The vast majority of protests now are organized by rival political activists who use social media, especially YouTube, to mobilize supporters and livestream their gatherings. With churchgoers and other elderly citizens on the right, and mostly younger progressives on the left, they have become a public referendum on Yoon and his policies.
Left-wing protesters call Yoon a “national traitor” and demand his impeachment, holding him accountable for policies they see as anti-feminist and anti-journalist; for the crowd crush last fall that killed 159 people; and for his attempt to improve ties with Tokyo, Korea’s historical enemy, despite Japan’s release of treated radioactive water from its Fukushima nuclear power plant.
But Yoon has found a sorely needed ally in right-wing, mostly Christian and elderly South Koreans who rally to defend him and the country from “pro-North Korean communists.” That is a Cold War-era moniker that still packs a punch in a country that remains technically at war with North Korea and still enforces a draconian anti-communist “national security act.”
Most of the rallies don’t make national news. But when they grow in size and intensity, they can herald a political storm ahead.
Massive protests spearheaded by progressives in 2017 triggered the impeachment of Park Geun-hye, who was then the country’s conservative president. Monthslong protests led by Christian evangelicals galvanized a conservative pushback against Park’s progressive successor, Moon Jae-in, and helped Yoon win election as a conservative candidate in 2022.
“We cannot hand over our country to North Korea,” said the Rev. Jun Kwang-hoon, the organizer of the largest conservative rallies, during an interview at his Sarang Jeil Presbyterian Church in Seoul. “We church people cannot sit still.”
Until Jun began mobilizing large conservative rallies several years ago, the outdoor protest scene had been dominated for decades mostly by students and unionized workers who waged often violent campaigns against dictatorship, corruption and inequality. But in this rapidly aging society, the votes of older people wield more power than ever, and conservative churches have the resources to channel their hostility toward North Korea and South Korean progressives who favor inter-Korean reconciliation into a nationwide political movement.

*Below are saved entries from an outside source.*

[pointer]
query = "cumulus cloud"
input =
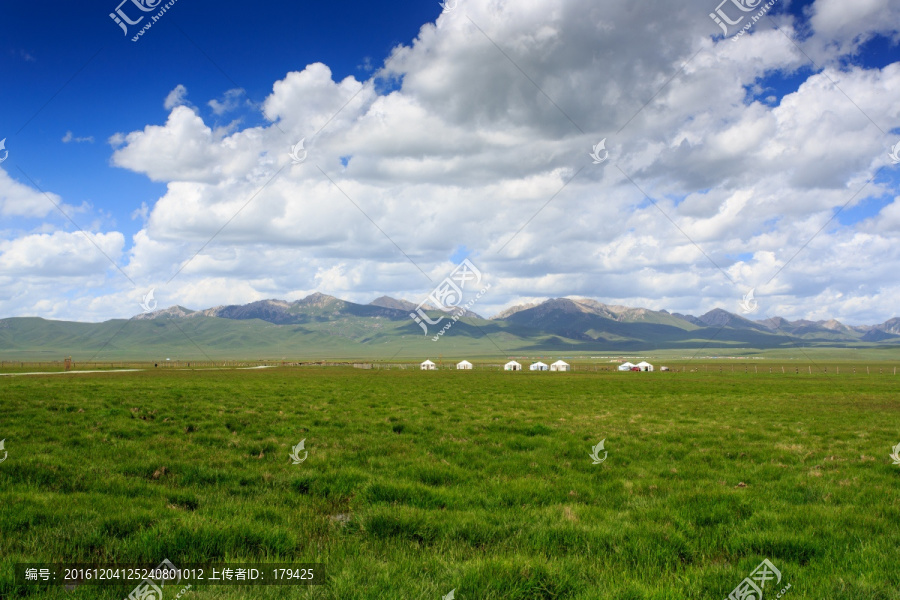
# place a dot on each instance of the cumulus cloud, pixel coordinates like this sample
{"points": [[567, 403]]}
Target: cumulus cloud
{"points": [[477, 134], [177, 97], [230, 101]]}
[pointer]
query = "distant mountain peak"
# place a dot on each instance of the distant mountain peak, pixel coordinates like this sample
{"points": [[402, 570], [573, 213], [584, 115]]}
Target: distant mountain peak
{"points": [[172, 311], [388, 302]]}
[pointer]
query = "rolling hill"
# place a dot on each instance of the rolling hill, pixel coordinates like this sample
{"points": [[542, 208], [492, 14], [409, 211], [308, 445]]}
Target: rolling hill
{"points": [[321, 325]]}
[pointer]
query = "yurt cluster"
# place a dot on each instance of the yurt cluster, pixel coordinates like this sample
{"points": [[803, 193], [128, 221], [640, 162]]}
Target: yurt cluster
{"points": [[559, 365], [512, 365]]}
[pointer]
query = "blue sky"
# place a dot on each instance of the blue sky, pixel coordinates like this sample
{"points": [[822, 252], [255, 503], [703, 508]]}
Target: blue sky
{"points": [[750, 146], [71, 69]]}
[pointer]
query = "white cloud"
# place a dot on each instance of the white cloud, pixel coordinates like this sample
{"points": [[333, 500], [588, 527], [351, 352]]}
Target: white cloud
{"points": [[230, 101], [474, 141], [177, 97]]}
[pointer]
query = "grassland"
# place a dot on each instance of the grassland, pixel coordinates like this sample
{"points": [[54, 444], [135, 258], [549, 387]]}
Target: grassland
{"points": [[422, 482]]}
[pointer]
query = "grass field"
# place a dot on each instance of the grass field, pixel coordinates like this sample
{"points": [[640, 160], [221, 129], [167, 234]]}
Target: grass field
{"points": [[417, 483]]}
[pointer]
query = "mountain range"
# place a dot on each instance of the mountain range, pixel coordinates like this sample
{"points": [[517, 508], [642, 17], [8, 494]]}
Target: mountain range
{"points": [[321, 325]]}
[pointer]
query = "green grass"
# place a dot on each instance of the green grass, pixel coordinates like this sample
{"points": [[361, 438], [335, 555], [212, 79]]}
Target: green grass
{"points": [[478, 481]]}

In sermons and speeches, Jun has repeatedly warned that if progressives take power, South Korea will be ”communized” by North Korea, and China will replace the United States as its main ally. If that happens, he says, there will be “10 million South Koreans massacred” and “another 10 million fleeing to the sea as boat people.”

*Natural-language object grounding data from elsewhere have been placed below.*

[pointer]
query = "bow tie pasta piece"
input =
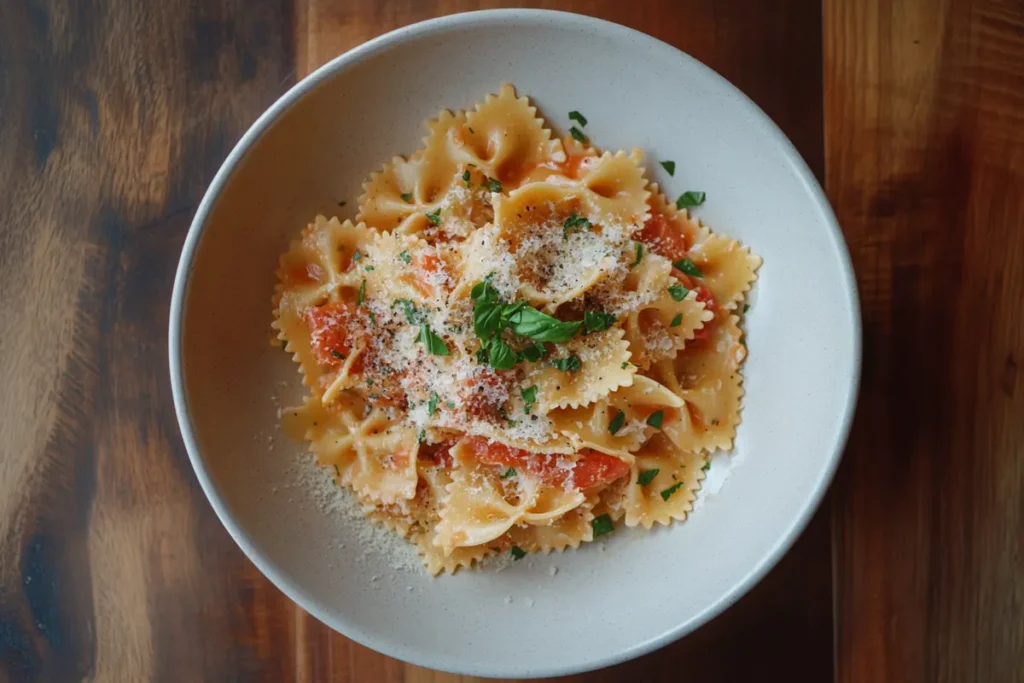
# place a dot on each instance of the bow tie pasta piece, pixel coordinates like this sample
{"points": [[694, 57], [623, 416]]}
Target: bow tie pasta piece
{"points": [[727, 267], [707, 377], [603, 367], [620, 423], [663, 483], [504, 138], [559, 244], [317, 286]]}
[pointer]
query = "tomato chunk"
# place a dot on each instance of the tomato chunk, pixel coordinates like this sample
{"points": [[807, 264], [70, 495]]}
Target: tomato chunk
{"points": [[663, 238], [592, 468], [329, 332]]}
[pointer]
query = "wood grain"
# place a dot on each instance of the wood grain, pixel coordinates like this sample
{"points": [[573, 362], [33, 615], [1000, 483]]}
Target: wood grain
{"points": [[925, 167]]}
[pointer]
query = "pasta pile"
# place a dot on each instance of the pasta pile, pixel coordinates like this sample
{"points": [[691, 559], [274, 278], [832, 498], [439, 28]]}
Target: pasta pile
{"points": [[520, 342]]}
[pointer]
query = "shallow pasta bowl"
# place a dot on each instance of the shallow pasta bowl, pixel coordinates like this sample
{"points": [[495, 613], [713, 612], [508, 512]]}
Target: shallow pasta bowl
{"points": [[546, 614]]}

“I know all this because the Lord told me,” he said during a rally in August, calling himself a “prophet.”
In this social media-obsessed, factionalized country, conservative influencers like Jun have become so powerful that they helped “radicalize” Yoon’s government, Ahn Jin-geol, a longtime progressive activist, said in an interview.
Progressives rally crowds with a litany of complaints about Yoon’s government, ranging from inflation (“Everything has increased, except for our wages!”) to the allegation that Yoon, a former prosecutor general, has used criminal investigations by prosecutors to disgrace his enemies, including unfriendly news media (“Dictatorship by prosecutors!”).

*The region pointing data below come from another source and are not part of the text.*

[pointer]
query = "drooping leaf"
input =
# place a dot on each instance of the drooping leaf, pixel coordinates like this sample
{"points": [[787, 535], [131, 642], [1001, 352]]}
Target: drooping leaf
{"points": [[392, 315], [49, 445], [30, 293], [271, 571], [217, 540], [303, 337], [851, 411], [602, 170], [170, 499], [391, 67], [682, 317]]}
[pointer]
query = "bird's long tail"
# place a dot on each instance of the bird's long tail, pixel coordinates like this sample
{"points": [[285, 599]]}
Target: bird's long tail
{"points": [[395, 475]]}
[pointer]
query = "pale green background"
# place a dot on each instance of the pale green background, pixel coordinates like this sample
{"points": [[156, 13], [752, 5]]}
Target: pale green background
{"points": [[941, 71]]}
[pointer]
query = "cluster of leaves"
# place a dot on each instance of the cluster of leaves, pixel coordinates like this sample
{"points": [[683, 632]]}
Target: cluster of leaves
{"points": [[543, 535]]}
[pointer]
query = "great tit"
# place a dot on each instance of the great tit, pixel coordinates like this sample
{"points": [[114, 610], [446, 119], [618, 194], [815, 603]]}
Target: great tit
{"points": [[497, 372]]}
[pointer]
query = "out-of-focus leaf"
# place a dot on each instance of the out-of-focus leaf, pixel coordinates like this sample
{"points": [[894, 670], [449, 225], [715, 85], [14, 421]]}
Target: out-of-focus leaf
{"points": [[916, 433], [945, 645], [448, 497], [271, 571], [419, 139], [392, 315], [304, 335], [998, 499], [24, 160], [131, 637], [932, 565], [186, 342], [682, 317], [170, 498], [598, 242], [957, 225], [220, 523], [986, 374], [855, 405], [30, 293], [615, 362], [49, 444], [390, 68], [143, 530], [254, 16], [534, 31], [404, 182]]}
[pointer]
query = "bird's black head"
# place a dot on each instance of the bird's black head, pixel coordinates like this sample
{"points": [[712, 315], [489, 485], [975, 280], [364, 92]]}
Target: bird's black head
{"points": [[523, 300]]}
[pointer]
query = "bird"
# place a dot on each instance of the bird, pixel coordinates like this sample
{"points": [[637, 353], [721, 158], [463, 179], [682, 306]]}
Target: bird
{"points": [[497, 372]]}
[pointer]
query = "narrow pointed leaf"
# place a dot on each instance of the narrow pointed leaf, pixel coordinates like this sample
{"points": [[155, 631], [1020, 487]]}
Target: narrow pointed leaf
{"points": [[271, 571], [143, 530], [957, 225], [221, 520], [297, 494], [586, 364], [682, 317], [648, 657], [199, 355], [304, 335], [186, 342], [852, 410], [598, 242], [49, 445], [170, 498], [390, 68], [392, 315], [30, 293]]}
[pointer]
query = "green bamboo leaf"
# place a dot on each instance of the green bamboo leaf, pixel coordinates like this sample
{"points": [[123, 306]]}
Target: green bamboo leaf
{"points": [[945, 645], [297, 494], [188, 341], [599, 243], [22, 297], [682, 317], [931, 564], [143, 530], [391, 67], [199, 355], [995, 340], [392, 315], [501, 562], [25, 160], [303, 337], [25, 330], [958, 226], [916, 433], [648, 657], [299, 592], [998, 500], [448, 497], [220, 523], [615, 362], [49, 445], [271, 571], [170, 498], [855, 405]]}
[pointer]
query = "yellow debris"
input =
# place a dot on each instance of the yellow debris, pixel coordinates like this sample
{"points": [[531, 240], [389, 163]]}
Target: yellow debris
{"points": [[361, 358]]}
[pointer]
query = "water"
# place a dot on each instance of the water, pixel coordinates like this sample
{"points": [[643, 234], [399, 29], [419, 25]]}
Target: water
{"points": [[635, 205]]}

Conservative rallies are part political, part Christian revival meeting in appearance. As speakers attack prominent progressives — including Lee of the Democratic Party — with expletive-laden diatribes, labeling them “North Korean spies,” many in the crowd raise their arms and shout “Amen!” or “Hallelujah!”
But conservatives also energize their gatherings with patriotic songs and pop standards catering to old people, like “What’s Wrong With My Age?” The song’s refrain — “It’s a great age to fall in love” — is changed to “It’s a great age to become a patriot.”